When it comes to persuasion, numbers don’t like to share the spotlight. Statistics like to present themselves as fact, as hard data. Numbers, though, are often useless without context. When Twitter opened up its historical data for mining a few months ago, the most valuable part was the context of the tweets; the individual experiences of the customer. As an example: knowing that 437 twitter complaints were received means nothing. Knowing what the complaints were, and how they were resolved is the real value. This contextual insight comes from what is known as “qualitative” information, based on individual emotion and experience.

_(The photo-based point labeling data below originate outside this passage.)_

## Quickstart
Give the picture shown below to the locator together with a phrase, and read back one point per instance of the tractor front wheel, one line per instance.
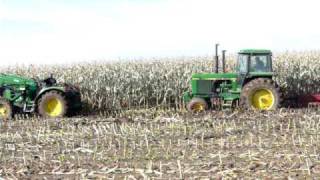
(260, 94)
(52, 104)
(6, 110)
(197, 105)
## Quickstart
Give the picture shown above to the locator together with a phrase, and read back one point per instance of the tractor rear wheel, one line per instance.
(260, 94)
(197, 105)
(6, 110)
(52, 104)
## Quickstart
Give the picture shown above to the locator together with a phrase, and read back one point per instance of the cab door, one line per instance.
(242, 68)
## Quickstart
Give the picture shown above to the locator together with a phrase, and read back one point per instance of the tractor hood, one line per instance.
(214, 76)
(11, 79)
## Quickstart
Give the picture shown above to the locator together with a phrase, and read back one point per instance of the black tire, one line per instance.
(52, 104)
(196, 102)
(250, 90)
(6, 110)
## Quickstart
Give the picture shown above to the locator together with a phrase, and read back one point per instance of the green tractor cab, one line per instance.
(46, 97)
(251, 86)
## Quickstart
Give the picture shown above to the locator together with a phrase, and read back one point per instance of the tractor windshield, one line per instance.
(242, 63)
(260, 63)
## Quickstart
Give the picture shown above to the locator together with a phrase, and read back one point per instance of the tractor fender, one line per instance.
(47, 89)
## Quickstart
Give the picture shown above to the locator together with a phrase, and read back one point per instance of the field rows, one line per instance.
(162, 145)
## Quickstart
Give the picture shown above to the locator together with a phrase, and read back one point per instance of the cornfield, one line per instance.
(161, 82)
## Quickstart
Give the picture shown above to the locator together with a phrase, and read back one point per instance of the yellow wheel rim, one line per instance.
(198, 107)
(53, 107)
(3, 111)
(262, 99)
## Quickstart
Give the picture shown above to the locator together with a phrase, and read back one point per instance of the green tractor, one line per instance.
(251, 86)
(46, 97)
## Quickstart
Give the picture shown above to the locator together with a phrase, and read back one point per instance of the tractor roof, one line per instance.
(254, 51)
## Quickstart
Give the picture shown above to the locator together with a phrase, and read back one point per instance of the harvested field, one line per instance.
(164, 144)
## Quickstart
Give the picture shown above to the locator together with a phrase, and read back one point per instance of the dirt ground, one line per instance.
(157, 144)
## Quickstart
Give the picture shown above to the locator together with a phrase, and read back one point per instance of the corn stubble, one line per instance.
(161, 82)
(283, 145)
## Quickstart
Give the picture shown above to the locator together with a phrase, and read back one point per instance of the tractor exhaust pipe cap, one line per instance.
(217, 59)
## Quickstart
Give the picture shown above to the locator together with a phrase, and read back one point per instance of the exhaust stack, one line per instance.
(224, 61)
(217, 59)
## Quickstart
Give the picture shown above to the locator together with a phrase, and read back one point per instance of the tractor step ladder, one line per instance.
(227, 104)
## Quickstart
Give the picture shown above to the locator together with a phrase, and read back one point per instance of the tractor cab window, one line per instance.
(243, 63)
(260, 63)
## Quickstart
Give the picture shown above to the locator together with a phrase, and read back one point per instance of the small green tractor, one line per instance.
(251, 86)
(46, 97)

At first glance, this seems messy. How can one summarize experience and emotion of an entire customer base? There are many factors that cannot be controlled or measured, and all of the data seems to exist in a “web” of tensions and interactions. Approaching it may seem overwhelming: there are just too many factors to understand. This is exactly why it is so potentially valuable.

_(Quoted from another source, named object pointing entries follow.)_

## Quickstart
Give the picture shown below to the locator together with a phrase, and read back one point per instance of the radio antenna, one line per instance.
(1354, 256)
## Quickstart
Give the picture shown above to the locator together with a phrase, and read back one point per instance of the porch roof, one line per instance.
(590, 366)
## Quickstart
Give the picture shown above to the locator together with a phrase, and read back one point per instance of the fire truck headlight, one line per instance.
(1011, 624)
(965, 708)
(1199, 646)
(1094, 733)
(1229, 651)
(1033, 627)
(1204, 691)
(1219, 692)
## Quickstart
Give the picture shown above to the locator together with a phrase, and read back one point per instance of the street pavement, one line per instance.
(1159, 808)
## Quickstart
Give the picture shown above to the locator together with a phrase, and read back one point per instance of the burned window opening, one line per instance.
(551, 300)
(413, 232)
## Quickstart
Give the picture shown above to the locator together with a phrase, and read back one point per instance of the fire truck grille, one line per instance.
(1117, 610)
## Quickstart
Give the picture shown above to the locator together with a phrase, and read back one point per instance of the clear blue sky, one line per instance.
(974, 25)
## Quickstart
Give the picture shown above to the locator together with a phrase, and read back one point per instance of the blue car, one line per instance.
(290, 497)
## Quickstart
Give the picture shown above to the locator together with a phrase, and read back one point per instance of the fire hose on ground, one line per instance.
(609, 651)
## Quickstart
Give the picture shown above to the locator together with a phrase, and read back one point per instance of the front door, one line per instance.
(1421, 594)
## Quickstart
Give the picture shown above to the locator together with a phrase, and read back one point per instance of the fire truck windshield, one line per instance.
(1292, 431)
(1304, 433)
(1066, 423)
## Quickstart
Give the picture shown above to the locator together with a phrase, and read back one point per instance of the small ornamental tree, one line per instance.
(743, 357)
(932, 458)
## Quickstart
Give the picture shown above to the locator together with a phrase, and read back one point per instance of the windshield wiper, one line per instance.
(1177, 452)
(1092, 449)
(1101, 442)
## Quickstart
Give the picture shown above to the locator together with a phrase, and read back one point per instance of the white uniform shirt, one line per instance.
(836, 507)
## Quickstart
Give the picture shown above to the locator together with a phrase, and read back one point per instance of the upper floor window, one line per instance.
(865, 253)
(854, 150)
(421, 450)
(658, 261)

Mass qualitative data analysis and interpretation is the next golden age for marketing. It is now possible to extract experiential information from an entire customer base and formulate it in useful ways. It is now possible to know how many customers feel about your product in comparison to the competition, in ways that can allow a company to intelligently shift their market approach or product strategy. Sounds great, right? Now for the fun part: how?
The answer is clear: mixed data. Adding qualitative data (context and experience) to quantitative data (statistics and generalizability) in your research design can yield more predictive insight. Mixed data is more robust, has more depth, and can predict consumer behavior better than isolated data. Mixed data has traditionally been created through a combination of focus groups and customer surveys, methods that can be expensive, inaccurate, and difficult to unify. Better options are emerging.
Through the use of crowdsourcing and Crowd Intelligence, mixed data gains even more strength. Huge communities can interact with their favorite product brands to discuss preferences, concerns, take part in activities, and to receive brand perks. The mixed data found in these communities can be mined in a countless number of ways, giving a company unprecedented insight into sentiment and action. Customers get to express their opinions, meet other brand enthusiasts, and get rewards; companies deliver more desirable products and services. Everybody benefits.
The mobilization of mixed method data will soon be a requirement for successful strategic marketing. How long will you wait?